Berlin im Frühjahr 1945. Tag und Nacht sind die Einwohner der bereits völlig zerstörten Stadt den schrecklichen Bombenangriffen der Alliierten ausgesetzt, während die Nazi-Führung in ihrem Bunker weiterhin ihre Durchhalteparolen ausgibt. Alte Männer und Hitlerjungen werden gegen russische Panzer eingesetzt und auch das Haus in der Ackerstraße 37, in dem die Familie Gebhardts wohnen, soll bis zum letzten Atemzug verteidigt werden.
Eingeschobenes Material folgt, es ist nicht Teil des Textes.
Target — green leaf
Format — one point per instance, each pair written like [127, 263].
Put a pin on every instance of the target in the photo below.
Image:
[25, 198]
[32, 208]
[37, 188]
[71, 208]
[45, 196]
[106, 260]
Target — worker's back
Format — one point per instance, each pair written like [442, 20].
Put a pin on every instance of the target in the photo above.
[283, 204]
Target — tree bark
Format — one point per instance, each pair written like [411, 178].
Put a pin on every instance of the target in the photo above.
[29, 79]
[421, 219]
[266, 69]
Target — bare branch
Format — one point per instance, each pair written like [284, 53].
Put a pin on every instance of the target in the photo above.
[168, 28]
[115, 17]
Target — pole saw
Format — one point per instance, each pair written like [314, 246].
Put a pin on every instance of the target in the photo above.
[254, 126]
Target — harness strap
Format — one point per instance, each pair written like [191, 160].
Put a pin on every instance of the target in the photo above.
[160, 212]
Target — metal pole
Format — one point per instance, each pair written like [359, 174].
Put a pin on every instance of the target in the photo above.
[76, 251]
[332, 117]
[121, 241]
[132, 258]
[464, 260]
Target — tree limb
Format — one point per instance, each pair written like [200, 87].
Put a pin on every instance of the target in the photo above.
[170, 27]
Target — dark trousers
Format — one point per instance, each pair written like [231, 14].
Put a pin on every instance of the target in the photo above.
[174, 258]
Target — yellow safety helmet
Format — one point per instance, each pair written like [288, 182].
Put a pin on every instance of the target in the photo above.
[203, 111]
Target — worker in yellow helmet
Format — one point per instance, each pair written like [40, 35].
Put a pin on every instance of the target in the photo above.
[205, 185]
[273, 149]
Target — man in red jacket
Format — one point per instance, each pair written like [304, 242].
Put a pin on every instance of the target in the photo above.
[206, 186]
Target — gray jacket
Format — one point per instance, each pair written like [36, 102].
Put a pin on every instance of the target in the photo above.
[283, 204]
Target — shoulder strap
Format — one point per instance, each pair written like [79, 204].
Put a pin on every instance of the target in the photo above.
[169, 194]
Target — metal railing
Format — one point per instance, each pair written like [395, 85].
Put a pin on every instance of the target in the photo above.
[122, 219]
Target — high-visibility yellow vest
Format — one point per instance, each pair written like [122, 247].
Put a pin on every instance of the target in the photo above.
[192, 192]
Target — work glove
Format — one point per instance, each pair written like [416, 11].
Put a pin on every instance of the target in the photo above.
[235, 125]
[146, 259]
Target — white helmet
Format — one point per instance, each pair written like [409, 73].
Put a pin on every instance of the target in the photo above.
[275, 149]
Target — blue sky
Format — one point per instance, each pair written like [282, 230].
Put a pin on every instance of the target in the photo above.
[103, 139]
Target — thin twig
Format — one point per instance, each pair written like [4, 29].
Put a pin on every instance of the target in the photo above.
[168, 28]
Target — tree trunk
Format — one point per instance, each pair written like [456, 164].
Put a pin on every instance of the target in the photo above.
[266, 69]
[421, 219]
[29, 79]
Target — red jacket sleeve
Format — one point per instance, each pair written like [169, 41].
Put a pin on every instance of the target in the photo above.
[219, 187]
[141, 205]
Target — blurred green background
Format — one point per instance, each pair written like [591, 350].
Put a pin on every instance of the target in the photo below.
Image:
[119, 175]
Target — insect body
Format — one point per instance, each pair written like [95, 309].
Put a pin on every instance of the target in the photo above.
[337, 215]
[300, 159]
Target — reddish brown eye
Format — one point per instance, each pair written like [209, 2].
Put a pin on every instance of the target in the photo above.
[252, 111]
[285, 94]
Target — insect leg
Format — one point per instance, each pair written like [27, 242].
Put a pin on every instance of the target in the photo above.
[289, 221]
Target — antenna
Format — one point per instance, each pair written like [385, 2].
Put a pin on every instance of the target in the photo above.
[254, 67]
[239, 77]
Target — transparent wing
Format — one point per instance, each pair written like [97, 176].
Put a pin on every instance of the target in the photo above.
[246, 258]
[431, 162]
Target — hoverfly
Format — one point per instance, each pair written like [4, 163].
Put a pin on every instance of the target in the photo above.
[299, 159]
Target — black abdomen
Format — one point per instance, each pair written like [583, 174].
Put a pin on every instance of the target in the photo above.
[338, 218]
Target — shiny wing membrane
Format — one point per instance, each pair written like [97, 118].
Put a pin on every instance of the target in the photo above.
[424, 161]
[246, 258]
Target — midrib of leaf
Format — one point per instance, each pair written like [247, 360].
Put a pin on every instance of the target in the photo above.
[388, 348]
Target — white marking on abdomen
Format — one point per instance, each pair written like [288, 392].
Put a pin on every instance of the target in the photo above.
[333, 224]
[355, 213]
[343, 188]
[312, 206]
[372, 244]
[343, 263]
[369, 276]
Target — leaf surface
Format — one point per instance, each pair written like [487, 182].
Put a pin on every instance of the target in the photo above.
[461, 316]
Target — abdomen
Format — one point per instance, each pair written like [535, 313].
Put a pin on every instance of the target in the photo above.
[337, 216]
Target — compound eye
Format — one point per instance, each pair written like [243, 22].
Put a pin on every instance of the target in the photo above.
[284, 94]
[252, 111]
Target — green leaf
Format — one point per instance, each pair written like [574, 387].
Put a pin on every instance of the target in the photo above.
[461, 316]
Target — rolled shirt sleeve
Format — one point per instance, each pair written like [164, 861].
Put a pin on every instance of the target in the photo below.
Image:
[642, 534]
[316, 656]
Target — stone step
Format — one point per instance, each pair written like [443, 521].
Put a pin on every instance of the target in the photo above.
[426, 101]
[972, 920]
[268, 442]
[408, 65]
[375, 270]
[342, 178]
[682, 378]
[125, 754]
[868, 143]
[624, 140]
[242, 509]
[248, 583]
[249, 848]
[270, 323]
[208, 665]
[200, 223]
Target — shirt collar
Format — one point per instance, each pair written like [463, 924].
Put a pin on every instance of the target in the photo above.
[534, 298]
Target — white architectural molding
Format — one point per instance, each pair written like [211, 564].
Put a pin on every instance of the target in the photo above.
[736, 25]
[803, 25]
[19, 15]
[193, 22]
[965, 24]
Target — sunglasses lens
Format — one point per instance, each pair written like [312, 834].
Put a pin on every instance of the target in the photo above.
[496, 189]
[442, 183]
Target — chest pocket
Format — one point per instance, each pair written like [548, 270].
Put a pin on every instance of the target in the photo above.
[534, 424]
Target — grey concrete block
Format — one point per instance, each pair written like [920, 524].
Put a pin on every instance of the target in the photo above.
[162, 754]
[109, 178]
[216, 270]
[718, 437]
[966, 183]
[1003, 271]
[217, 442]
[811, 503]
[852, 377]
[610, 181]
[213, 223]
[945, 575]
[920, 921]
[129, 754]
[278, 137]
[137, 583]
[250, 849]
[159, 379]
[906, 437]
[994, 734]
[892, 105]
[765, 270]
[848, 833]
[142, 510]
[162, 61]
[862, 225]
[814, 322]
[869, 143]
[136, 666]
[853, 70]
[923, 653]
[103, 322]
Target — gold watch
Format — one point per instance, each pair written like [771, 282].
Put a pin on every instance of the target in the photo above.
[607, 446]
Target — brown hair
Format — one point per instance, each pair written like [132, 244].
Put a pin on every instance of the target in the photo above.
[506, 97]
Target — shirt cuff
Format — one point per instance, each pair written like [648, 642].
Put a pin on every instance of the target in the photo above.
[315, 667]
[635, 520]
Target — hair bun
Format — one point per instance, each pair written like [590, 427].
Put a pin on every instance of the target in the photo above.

Als der Krieg schließlich dem Ende zugeht und die rote Armee die Stadt besetzt, ist es für die zwölfjährige Änne besser, sich von ihrer Großmutter die Zöpfe abschneiden zu lassen und als Junge herumzulaufen. Eines Tages steht dann plötzlich ein Mann vor der Tür, den Änne noch nie gesehen hat und an den sie sich erst gewöhnen muss, ihr Vater, der nach 12 Jahren Haft aus dem KZ Buchenwald nach Hause gekehrt ist.

Mein Fazit:

Auch im dritter Teil seiner Trilogie der Wendepunkte" beschreibt Klaus Kordon wieder am Beispiel der Berliner Arbeiterfamilie Gebhardt die geschichtlichen Zusammenhänge der damaligen Zeit (Bombenkrieg und Besetzung Berlins durch die Rote Armee) und verknüpft diese zu einer fiktiven, aber sehr authentischen und spannend geschriebenen Geschichte.